There was Hennessy on a tray. I'd never had Hennessy. I never tried it and I'm thinking, "I'm about to try Hennessy tonight!"
And this is me - a wine drinker and beer drinker and I saw a wine glass and treated it like red wine. I did a red wine glass pour of Hennessy and
I'm.
Feeling.
It.
I grabbed the guitar and I'm playing some songs I know, I'm like, "Yes! This is the shit!"
I pour myself another glass of Hennessy, a red wine glass of it, drink that down, singing along with some of his friends - now my friends!
I pour myself a third glass. Oh jeez.
And then, his friend Raoul breaks in with a bag of 40s and I think, "Oh! Forties! This is my speed! How'd you go and get a throwback 40?!" And he handed me one.

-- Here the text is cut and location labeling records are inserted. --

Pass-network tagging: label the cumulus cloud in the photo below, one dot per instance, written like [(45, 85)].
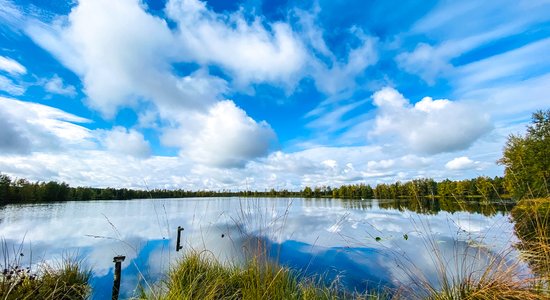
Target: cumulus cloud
[(120, 53), (249, 50), (461, 163), (126, 141), (11, 138), (11, 66), (331, 74), (223, 137), (35, 127), (426, 61), (7, 85), (57, 86), (429, 126)]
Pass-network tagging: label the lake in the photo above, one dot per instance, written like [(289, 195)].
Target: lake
[(362, 243)]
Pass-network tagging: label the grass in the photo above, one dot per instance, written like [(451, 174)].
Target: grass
[(532, 226), (65, 280), (198, 275)]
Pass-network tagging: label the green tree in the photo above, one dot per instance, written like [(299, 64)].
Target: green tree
[(527, 159)]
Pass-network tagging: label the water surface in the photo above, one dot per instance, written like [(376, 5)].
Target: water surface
[(363, 243)]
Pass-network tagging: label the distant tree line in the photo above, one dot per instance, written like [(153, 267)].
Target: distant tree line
[(526, 159), (23, 191)]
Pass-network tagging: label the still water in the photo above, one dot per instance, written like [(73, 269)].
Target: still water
[(362, 243)]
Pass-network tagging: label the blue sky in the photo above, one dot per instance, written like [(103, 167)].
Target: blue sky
[(259, 94)]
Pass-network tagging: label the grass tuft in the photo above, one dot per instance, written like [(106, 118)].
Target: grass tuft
[(198, 275), (66, 280)]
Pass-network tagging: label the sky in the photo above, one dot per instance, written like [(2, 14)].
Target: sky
[(252, 94)]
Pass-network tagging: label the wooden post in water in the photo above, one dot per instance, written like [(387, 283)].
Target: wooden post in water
[(116, 283), (178, 247)]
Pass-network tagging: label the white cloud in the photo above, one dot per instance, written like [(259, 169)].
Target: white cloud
[(119, 64), (508, 67), (36, 127), (432, 62), (7, 85), (331, 75), (341, 75), (11, 66), (223, 137), (249, 50), (126, 141), (427, 62), (57, 86), (460, 163), (430, 126)]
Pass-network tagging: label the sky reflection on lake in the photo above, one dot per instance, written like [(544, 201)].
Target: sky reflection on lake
[(360, 242)]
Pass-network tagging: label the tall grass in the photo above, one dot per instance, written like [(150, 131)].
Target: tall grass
[(532, 225), (66, 279), (198, 275)]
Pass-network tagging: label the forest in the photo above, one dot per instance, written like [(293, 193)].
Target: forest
[(480, 188)]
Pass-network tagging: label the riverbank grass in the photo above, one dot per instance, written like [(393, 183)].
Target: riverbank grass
[(200, 276), (532, 225), (66, 280)]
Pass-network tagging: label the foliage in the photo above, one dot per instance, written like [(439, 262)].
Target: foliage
[(532, 226), (199, 276), (527, 159), (480, 188), (68, 281)]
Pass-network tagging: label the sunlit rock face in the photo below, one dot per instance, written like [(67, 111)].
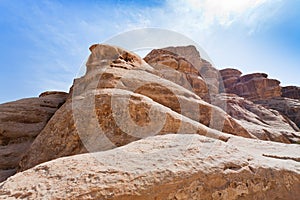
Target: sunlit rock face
[(169, 126)]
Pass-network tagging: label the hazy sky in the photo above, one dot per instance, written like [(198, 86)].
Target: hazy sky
[(44, 43)]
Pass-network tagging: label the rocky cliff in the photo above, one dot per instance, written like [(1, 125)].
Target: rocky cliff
[(153, 128), (261, 90), (20, 123)]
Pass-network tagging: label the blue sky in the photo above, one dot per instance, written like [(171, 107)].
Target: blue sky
[(44, 43)]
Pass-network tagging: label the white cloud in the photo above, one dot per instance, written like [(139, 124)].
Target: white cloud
[(224, 12)]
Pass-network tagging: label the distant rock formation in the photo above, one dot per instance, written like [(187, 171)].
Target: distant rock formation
[(185, 167), (210, 74), (254, 86), (288, 107), (20, 123), (263, 123), (203, 133), (291, 92), (114, 74)]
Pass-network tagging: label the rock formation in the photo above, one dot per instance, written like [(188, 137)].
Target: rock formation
[(254, 86), (210, 74), (156, 128), (291, 92), (117, 80), (267, 92), (184, 167), (286, 106), (263, 123), (20, 122)]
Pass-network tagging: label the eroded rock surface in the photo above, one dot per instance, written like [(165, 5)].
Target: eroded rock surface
[(256, 86), (110, 107), (20, 122), (183, 167), (286, 106), (292, 92), (263, 123), (209, 73)]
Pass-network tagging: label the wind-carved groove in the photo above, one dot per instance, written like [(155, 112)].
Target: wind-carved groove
[(282, 157)]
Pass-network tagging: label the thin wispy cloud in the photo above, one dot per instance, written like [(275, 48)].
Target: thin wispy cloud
[(57, 34)]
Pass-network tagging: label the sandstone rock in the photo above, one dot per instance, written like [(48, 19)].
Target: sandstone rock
[(210, 74), (265, 124), (230, 78), (120, 100), (20, 122), (286, 106), (254, 86), (291, 92), (183, 167), (178, 70)]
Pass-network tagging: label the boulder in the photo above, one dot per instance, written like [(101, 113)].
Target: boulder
[(122, 99), (20, 123), (292, 92), (288, 107), (207, 71), (178, 70), (182, 166), (263, 123), (256, 86)]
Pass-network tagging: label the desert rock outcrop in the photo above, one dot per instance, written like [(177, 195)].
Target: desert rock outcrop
[(291, 92), (286, 106), (184, 167), (20, 122), (110, 107), (256, 86), (263, 123)]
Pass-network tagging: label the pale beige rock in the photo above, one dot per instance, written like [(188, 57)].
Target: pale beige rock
[(178, 70), (254, 87), (121, 101), (183, 167), (292, 92), (263, 123), (20, 122), (286, 106), (210, 74)]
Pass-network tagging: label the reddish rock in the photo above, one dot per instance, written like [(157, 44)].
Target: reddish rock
[(178, 70), (185, 167), (254, 86), (291, 92), (122, 99), (288, 107), (20, 123), (262, 123), (209, 73)]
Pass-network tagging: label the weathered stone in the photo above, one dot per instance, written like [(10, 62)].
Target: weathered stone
[(286, 106), (210, 74), (20, 122), (183, 167), (254, 86), (291, 92), (262, 123), (116, 103)]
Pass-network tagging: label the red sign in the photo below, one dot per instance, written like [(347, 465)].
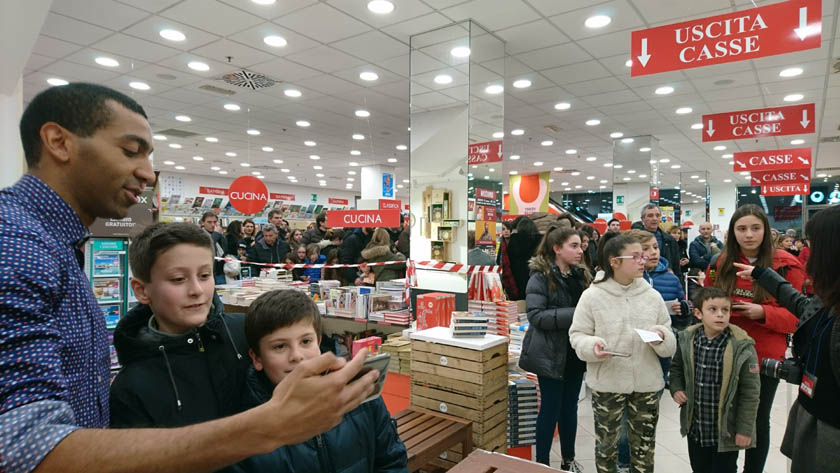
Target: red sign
[(363, 218), (212, 190), (487, 152), (248, 194), (774, 121), (385, 204), (785, 189), (773, 160), (779, 28), (785, 176)]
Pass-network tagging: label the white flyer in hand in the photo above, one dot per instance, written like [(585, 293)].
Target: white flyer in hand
[(648, 336)]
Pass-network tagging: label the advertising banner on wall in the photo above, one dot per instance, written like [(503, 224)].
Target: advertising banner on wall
[(529, 193)]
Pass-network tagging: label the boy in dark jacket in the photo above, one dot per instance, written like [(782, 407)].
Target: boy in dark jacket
[(283, 329), (715, 379), (183, 358)]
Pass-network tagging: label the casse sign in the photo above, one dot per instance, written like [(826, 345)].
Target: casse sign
[(363, 218)]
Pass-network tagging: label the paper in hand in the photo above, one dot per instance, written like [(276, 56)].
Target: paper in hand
[(648, 336)]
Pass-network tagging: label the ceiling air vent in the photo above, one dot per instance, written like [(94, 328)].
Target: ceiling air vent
[(248, 80), (216, 90)]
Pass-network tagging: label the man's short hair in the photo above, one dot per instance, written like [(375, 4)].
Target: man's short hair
[(158, 238), (278, 309), (79, 107), (648, 207)]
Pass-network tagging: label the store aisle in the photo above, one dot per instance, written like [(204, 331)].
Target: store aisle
[(671, 448)]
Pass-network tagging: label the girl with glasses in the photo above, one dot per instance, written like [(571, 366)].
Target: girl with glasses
[(622, 370)]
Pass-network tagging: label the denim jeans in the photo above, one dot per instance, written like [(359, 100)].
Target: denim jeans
[(558, 408)]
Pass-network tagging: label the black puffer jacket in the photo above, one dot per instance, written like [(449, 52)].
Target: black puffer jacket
[(172, 381), (366, 441), (546, 350)]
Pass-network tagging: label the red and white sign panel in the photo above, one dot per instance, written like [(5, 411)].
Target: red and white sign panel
[(779, 28), (212, 190), (774, 121), (785, 189), (386, 204), (248, 194), (780, 159), (363, 218), (785, 176), (487, 152)]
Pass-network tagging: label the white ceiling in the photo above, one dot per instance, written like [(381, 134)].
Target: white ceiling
[(331, 41)]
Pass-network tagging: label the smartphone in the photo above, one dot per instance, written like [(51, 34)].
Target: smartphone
[(379, 363)]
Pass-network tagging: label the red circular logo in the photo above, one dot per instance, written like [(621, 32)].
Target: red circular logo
[(248, 194)]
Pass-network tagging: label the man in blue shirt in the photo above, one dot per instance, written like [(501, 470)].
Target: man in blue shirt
[(88, 150)]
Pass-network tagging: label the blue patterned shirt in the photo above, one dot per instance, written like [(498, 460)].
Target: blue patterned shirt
[(53, 342)]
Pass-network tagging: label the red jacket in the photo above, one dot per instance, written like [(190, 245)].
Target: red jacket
[(769, 334)]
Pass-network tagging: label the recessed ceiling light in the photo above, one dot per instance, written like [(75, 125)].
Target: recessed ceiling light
[(198, 66), (522, 84), (597, 21), (139, 85), (107, 61), (172, 35), (275, 41), (460, 51), (380, 7), (791, 72), (494, 89), (369, 76)]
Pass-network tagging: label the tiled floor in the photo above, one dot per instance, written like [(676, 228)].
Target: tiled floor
[(671, 449)]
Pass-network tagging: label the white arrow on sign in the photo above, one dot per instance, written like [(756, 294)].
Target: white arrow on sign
[(802, 31), (645, 57), (711, 129)]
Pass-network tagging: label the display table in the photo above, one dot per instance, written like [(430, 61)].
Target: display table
[(427, 435)]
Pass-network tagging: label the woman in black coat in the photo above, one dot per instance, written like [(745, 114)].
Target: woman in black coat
[(554, 288), (521, 247)]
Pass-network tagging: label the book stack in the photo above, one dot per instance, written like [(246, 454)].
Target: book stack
[(467, 325), (523, 405)]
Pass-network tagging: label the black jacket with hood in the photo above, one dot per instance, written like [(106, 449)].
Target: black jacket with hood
[(546, 350), (365, 441), (177, 380)]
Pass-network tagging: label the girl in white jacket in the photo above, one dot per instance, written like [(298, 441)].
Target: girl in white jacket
[(609, 311)]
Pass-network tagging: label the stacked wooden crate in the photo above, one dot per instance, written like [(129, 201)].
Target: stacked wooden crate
[(465, 378)]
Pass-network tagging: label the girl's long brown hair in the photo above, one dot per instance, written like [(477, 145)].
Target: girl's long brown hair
[(726, 278)]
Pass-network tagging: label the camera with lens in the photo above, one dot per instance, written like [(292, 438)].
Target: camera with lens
[(789, 370)]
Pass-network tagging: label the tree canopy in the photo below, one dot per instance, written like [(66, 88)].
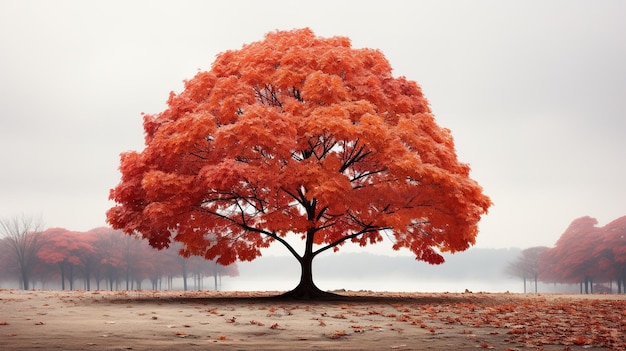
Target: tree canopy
[(298, 135)]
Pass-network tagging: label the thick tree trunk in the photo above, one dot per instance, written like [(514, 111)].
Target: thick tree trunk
[(306, 288), (62, 267)]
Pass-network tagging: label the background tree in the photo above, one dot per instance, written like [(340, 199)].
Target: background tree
[(64, 248), (23, 237), (303, 136), (571, 260), (526, 265), (612, 250)]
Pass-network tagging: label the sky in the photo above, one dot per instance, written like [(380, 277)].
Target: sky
[(534, 93)]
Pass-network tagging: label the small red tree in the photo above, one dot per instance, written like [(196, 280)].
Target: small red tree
[(572, 259), (298, 135), (612, 250), (64, 248)]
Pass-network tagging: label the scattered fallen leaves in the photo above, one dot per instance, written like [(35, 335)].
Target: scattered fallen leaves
[(338, 334)]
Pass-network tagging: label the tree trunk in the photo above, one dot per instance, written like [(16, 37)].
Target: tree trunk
[(306, 289), (62, 267)]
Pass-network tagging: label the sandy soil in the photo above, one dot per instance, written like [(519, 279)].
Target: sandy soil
[(174, 320)]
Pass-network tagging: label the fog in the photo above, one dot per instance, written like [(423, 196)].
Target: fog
[(533, 92), (476, 270)]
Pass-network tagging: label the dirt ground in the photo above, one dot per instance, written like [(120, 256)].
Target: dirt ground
[(175, 320)]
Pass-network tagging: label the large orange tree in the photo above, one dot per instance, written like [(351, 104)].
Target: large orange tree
[(298, 135)]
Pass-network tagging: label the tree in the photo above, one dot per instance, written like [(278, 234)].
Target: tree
[(23, 236), (298, 136), (572, 260), (526, 266), (64, 248)]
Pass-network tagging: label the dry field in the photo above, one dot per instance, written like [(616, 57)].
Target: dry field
[(174, 320)]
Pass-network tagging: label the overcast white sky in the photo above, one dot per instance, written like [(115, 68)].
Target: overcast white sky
[(533, 91)]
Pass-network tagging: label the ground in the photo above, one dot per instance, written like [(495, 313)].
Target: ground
[(146, 320)]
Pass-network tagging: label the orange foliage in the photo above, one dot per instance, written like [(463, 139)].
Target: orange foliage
[(298, 135)]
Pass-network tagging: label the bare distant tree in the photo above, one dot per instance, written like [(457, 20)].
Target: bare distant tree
[(23, 237)]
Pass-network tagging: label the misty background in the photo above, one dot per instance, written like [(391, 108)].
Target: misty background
[(533, 92)]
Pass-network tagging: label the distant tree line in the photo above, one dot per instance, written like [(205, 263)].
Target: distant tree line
[(585, 254), (101, 258)]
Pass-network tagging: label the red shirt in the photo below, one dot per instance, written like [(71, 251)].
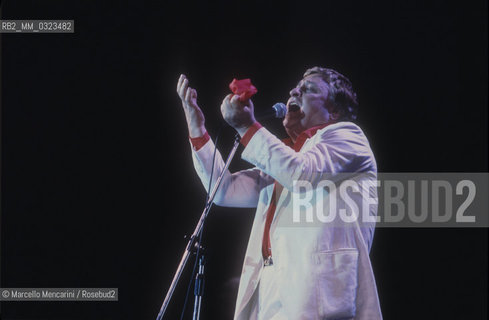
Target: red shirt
[(277, 188)]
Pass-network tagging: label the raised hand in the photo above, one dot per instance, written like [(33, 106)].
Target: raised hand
[(193, 113), (237, 114)]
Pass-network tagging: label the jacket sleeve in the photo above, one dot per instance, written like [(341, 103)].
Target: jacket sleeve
[(240, 189), (343, 148)]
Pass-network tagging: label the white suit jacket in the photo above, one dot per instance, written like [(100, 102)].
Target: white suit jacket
[(324, 271)]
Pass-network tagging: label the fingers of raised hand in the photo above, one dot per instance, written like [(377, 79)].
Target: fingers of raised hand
[(182, 87)]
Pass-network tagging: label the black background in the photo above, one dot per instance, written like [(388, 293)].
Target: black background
[(98, 187)]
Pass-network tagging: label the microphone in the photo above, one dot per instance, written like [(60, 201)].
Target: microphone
[(277, 111)]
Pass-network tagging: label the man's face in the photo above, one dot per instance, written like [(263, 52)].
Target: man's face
[(308, 104)]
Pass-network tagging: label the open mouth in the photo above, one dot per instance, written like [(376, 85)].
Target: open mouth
[(293, 107)]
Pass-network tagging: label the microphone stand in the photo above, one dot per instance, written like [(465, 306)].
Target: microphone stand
[(193, 243)]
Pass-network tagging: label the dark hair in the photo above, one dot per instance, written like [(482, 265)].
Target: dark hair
[(341, 91)]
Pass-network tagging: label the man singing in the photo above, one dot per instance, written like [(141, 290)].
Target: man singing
[(319, 271)]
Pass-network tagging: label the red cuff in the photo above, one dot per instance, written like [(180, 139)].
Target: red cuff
[(250, 133), (199, 142)]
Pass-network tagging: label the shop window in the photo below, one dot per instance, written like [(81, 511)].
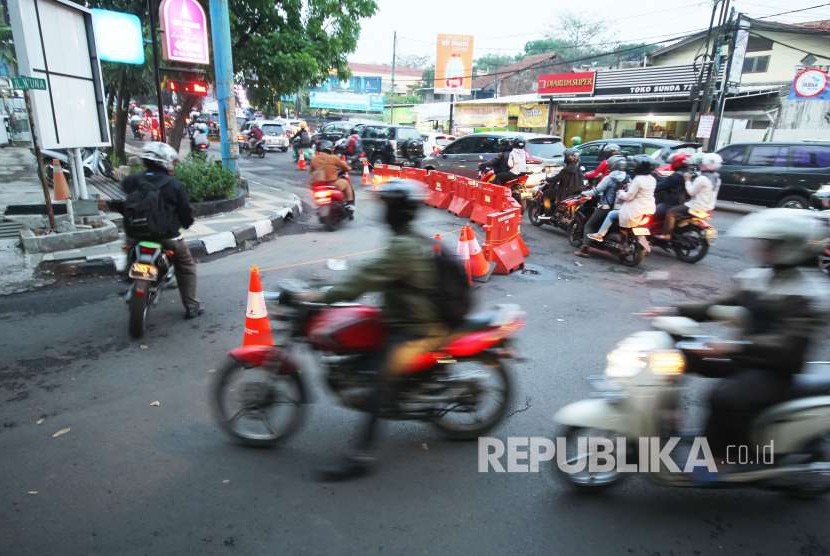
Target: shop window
[(756, 64)]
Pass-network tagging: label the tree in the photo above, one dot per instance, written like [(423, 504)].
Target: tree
[(281, 47)]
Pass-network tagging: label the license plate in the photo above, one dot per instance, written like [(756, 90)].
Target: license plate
[(143, 271)]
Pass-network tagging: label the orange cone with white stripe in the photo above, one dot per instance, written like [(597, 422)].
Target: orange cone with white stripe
[(257, 326), (366, 179)]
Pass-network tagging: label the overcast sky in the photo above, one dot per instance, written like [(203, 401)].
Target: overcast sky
[(418, 23)]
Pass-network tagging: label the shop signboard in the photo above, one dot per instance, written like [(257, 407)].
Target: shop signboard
[(572, 83), (454, 65)]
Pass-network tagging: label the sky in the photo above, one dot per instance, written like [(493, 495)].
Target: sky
[(418, 23)]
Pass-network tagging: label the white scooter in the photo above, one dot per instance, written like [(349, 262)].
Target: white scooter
[(640, 397)]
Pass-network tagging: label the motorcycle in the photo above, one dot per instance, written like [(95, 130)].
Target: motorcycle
[(463, 389), (150, 270), (330, 204), (690, 239), (640, 396)]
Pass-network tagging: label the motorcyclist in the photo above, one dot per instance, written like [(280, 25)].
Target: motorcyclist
[(609, 150), (326, 167), (406, 275), (159, 161), (703, 192), (780, 310), (637, 199), (607, 190), (567, 182), (671, 190)]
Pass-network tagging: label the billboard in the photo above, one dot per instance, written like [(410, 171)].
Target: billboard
[(572, 83), (454, 64)]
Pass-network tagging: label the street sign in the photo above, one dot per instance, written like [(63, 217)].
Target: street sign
[(24, 83)]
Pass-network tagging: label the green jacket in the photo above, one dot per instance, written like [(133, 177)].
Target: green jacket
[(406, 276)]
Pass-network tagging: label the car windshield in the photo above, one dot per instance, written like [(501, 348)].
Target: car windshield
[(546, 148), (272, 129)]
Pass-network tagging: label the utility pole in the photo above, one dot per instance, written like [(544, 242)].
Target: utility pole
[(394, 59), (220, 29)]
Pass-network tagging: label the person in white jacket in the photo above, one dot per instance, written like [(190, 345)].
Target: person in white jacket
[(703, 192), (637, 200)]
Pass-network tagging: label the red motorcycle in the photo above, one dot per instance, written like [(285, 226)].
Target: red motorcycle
[(463, 389)]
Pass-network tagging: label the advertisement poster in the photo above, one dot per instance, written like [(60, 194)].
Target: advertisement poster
[(454, 65)]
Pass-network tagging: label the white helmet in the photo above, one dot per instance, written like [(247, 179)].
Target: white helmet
[(797, 234), (160, 153), (710, 162)]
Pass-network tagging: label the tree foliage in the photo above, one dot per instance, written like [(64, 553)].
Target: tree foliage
[(280, 47)]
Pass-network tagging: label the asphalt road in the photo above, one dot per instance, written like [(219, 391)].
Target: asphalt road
[(133, 478)]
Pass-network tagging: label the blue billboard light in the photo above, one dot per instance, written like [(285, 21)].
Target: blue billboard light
[(118, 37)]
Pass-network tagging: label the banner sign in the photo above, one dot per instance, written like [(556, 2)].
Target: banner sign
[(573, 83), (810, 84), (533, 115), (184, 27), (454, 65)]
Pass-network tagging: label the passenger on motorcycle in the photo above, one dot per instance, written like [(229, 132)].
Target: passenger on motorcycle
[(406, 275), (703, 192), (637, 199), (780, 310), (326, 167), (671, 190), (567, 182), (609, 150)]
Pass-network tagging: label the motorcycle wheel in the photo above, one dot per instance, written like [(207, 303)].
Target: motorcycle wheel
[(534, 210), (690, 244), (139, 306), (576, 232), (257, 399), (469, 401), (586, 481)]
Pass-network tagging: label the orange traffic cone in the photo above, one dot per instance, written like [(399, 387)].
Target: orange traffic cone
[(479, 267), (59, 181), (366, 179), (257, 326)]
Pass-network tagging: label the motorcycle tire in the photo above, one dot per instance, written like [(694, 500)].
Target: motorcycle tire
[(695, 235), (589, 483), (139, 307), (228, 423), (454, 432)]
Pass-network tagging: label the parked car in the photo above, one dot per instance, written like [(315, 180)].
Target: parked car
[(435, 142), (590, 153), (463, 155), (774, 174), (392, 144)]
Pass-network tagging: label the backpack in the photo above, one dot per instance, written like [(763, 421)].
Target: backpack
[(146, 215), (453, 298)]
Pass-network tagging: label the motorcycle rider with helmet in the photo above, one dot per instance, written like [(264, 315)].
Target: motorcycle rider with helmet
[(406, 275), (703, 192), (609, 150), (780, 310), (637, 199), (326, 167)]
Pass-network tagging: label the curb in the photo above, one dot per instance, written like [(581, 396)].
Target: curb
[(239, 239)]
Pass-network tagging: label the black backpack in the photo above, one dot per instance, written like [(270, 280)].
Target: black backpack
[(453, 298), (146, 215)]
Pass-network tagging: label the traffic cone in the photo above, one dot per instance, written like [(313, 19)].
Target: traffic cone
[(366, 179), (463, 252), (257, 326), (59, 181), (479, 267)]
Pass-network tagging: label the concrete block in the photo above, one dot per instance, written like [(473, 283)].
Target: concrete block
[(219, 242)]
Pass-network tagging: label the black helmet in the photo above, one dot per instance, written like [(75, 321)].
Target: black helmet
[(325, 147), (402, 198), (642, 165)]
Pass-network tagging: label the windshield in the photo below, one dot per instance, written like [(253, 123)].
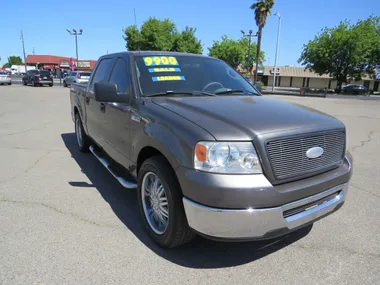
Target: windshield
[(159, 74), (45, 73)]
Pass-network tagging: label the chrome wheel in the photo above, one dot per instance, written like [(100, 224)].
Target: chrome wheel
[(78, 131), (155, 203)]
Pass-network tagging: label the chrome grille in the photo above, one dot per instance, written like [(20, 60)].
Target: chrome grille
[(288, 156)]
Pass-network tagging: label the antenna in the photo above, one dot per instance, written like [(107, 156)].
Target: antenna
[(134, 12), (23, 49)]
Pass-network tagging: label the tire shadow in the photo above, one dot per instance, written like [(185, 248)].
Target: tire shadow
[(199, 253)]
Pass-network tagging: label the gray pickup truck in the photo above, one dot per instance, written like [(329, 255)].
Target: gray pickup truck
[(206, 153)]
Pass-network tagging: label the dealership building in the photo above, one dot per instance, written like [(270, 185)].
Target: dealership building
[(288, 76), (53, 63)]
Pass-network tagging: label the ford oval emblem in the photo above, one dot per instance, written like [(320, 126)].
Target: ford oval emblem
[(314, 152)]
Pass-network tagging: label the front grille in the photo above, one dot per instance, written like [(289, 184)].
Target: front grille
[(288, 156)]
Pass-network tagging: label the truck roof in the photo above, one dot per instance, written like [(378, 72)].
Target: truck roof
[(146, 53)]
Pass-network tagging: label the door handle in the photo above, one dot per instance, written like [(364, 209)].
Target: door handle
[(103, 107)]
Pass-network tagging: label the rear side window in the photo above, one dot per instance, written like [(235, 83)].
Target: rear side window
[(102, 72), (45, 73), (120, 77)]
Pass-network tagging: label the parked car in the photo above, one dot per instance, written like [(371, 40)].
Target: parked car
[(355, 89), (206, 152), (76, 77), (38, 78), (5, 78)]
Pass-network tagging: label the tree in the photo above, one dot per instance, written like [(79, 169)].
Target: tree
[(161, 35), (262, 10), (346, 51), (14, 60), (186, 41), (234, 52)]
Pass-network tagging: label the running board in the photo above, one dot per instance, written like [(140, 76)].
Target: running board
[(125, 183)]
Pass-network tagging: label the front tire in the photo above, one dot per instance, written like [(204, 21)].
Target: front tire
[(160, 201), (83, 141)]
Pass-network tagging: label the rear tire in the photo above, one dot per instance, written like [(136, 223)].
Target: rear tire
[(176, 230), (83, 141)]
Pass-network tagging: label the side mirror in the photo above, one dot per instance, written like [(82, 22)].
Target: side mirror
[(107, 92)]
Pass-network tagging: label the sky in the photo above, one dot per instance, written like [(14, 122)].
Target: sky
[(44, 23)]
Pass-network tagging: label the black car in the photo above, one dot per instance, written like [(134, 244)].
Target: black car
[(38, 78)]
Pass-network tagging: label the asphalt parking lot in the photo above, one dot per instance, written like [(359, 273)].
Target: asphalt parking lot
[(65, 220)]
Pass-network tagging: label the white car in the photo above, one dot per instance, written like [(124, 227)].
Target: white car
[(5, 78)]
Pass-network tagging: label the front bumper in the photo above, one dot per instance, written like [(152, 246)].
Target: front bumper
[(251, 224)]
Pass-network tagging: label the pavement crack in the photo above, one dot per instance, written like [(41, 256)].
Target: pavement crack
[(364, 190), (59, 211), (28, 169), (363, 143)]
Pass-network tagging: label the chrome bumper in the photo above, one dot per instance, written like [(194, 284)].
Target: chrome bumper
[(260, 223)]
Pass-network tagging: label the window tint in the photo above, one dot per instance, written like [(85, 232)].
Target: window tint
[(120, 78), (102, 72), (45, 72)]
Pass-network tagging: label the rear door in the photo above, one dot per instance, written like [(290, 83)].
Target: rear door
[(118, 115), (85, 75), (94, 114)]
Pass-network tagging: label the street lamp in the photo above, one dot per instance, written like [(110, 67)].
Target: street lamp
[(278, 43), (75, 33), (249, 36)]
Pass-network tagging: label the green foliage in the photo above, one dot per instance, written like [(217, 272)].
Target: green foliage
[(262, 11), (161, 35), (235, 52), (345, 51), (14, 60)]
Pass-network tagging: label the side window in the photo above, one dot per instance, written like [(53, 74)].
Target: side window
[(120, 76), (102, 72)]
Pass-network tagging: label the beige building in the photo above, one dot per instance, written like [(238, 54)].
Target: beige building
[(297, 77)]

So then I have a 40 in one hand and a glass of Hennessy in the other and I'm on the back porch with these drinks, singing along at this point because my hands aren't working the notes or even chords I want. The second thing I notice is that I pour out a little of the 40 on his ex-wife's fake designer bag and she gets a little upset
"Oh no! Why!? You asshole!"
"Please, that shit's fake, you need to go get yourself a knock-off from Dapper Dan’s"
Everyone breaks out laughing.
"You bought that from Gucci? You're a fool if you bought that from Gucci!"
So I was feeling myself, having fun. Then I go inside to go use the bathroom. I go inside and there's the double doors: One to the mud room and one into the house where there's a bathroom just past the kitchen. Between those two doors, I don't make it - I vomit. I fall down. I'm there, nearly inaudible. Michael cleans it up, I think I'm better and go on toward the bathroom.
I make it to the bathroom, I do my business and come back out. I think I'm better.
I come back out. I fall down again. This time, Michael helps me up and takes me over to the couch. In all my clothes, I lay there, not asleep, but just unfortunately drunk and collapsed. The rest of the night, a bunch of people come through the house and whisper, "Oh that's his nephew, Julien." The worst part is that I missed Lawrence Taylor showing up late in the night. I could hear the party behind me, outside of me, but just couldn't make it.
The next day, we go out to lunch and I'm a wreck. It's pretty quiet and he looks over and says, "maybe don't drink as much? We liked having you there and would've loved to have had you the rest of the night."
"I know, but I just wanted to hang."
"I know, but we're not the same person. Don’t be like me"
I'll miss him. Ultimately, it reminds me that everyone is getting ever closer to the end. Let’s enjoy it while we can, right?